🤖 AI Summary
This study investigates the dynamic mechanisms underlying the transition from silence to truth disclosure by humans and AI systems under risk or constraints. It proposes a phase-dynamic framework that models truth-related behavior as a state-transition process driven by an inequality between facilitating forces and inhibitory thresholds, augmented with a recursive feedback mechanism to capture path dependence and parameter evolution. For the first time, this framework unifies the modeling of human courageous expression and AI truthfulness in alignment contexts. Through cross-domain structural mapping, it constructs an interpretable dynamical model capable of explaining both silence and preference distortion, revealing that truth-related behavior fundamentally emerges as a geometric consequence of multi-force interactions within a constrained phase space.
📝 Abstract
We introduce the ASIR (Awakened Shared Intelligence Relationship) Courage Model, a phase-dynamic framework that formalizes truth-disclosure as a state transition rather than a personality trait. The mode characterizes the shift from suppression (S0) to expression (S1) as occurring when facilitative forces exceed inhibitory thresholds, expressed by the inequality lambda(1+gamma)+psi > theta+phi, where the terms represent baseline openness, relational amplification, accumulated internal pressure, and transition costs.

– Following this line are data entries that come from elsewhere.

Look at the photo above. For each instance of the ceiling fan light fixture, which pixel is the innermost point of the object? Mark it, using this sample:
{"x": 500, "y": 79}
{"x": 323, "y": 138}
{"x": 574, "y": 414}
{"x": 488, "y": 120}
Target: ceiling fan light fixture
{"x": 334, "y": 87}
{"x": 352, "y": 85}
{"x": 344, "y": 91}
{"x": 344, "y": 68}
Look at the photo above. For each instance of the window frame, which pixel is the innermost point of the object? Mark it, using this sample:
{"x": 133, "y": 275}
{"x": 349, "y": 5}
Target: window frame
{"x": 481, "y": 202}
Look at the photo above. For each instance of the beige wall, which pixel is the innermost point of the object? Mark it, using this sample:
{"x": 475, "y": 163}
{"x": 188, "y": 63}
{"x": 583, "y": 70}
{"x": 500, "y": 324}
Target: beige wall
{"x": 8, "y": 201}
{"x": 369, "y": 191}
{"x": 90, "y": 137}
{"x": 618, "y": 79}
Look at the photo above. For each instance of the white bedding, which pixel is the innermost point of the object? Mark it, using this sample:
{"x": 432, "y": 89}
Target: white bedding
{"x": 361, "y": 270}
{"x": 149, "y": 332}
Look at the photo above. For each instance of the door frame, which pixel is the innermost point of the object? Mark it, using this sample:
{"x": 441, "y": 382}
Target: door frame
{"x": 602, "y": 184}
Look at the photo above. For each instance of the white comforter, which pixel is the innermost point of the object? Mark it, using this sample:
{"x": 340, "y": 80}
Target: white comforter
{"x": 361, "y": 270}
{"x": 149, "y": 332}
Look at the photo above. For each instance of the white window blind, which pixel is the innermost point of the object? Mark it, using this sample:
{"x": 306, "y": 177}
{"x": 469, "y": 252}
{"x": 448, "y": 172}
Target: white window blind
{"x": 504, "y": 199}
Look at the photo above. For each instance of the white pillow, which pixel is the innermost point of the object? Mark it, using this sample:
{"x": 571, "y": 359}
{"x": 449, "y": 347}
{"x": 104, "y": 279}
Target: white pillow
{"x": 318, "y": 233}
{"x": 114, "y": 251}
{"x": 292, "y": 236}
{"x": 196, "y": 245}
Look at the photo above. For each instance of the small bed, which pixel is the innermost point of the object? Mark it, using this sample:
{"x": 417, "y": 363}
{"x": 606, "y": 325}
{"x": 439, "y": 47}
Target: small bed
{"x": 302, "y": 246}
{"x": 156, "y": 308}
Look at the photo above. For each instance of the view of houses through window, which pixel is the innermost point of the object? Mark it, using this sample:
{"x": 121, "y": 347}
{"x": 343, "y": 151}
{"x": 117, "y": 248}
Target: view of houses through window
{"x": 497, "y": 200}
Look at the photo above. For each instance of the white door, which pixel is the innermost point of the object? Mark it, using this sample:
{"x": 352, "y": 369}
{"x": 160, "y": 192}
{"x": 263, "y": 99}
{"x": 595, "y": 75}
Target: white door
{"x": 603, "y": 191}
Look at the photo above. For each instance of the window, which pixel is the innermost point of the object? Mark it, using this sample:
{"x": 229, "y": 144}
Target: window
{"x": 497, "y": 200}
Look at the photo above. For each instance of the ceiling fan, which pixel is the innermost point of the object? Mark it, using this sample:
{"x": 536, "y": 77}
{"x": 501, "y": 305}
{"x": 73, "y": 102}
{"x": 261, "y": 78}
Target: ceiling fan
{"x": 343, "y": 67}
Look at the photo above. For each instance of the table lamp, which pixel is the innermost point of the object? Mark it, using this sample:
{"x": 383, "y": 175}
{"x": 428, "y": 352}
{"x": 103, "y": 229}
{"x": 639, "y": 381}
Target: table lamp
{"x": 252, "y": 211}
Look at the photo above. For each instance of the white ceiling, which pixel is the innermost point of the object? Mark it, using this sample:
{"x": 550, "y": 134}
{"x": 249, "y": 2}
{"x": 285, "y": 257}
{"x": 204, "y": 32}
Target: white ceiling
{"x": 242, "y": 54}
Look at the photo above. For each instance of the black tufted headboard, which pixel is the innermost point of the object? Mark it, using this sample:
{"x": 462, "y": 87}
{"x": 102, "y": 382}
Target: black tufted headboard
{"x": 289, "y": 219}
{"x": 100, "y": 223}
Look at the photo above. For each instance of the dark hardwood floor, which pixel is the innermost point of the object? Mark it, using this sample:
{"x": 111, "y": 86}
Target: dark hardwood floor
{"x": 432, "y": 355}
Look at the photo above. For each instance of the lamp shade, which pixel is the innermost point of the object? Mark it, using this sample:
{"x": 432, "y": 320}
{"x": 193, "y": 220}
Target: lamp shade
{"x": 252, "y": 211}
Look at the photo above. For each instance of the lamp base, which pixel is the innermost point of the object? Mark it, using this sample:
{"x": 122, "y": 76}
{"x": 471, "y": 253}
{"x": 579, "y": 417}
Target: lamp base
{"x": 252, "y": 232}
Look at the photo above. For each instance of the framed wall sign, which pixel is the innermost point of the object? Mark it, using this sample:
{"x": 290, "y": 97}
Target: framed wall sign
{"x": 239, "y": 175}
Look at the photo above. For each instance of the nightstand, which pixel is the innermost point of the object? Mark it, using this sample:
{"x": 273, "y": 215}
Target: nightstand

Although initially formulated for human truth-telling under asymmetric stakes, the same phase-dynamic architecture extends to AI systems operating under policy constraints and alignment filters. In this context, suppression corresponds to constrained output states, while structural pressure arises from competing objectives, contextual tension, and recursive interaction dynamics. The framework therefore provides a unified structural account of both human silence under pressure and AI preference-driven distortion.
A feedback extension models how transition outcomes recursively recalibrate system parameters, generating path dependence and divergence effects across repeated interactions. Rather than attributing intention to AI systems, the model interprets shifts in apparent truthfulness as geometric consequences of interacting forces within constrained phase space. By reframing courage and alignment within a shared dynamical structure, the ASIR Courage Model offers a formal perspective on truth-disclosure under risk across both human and artificial systems.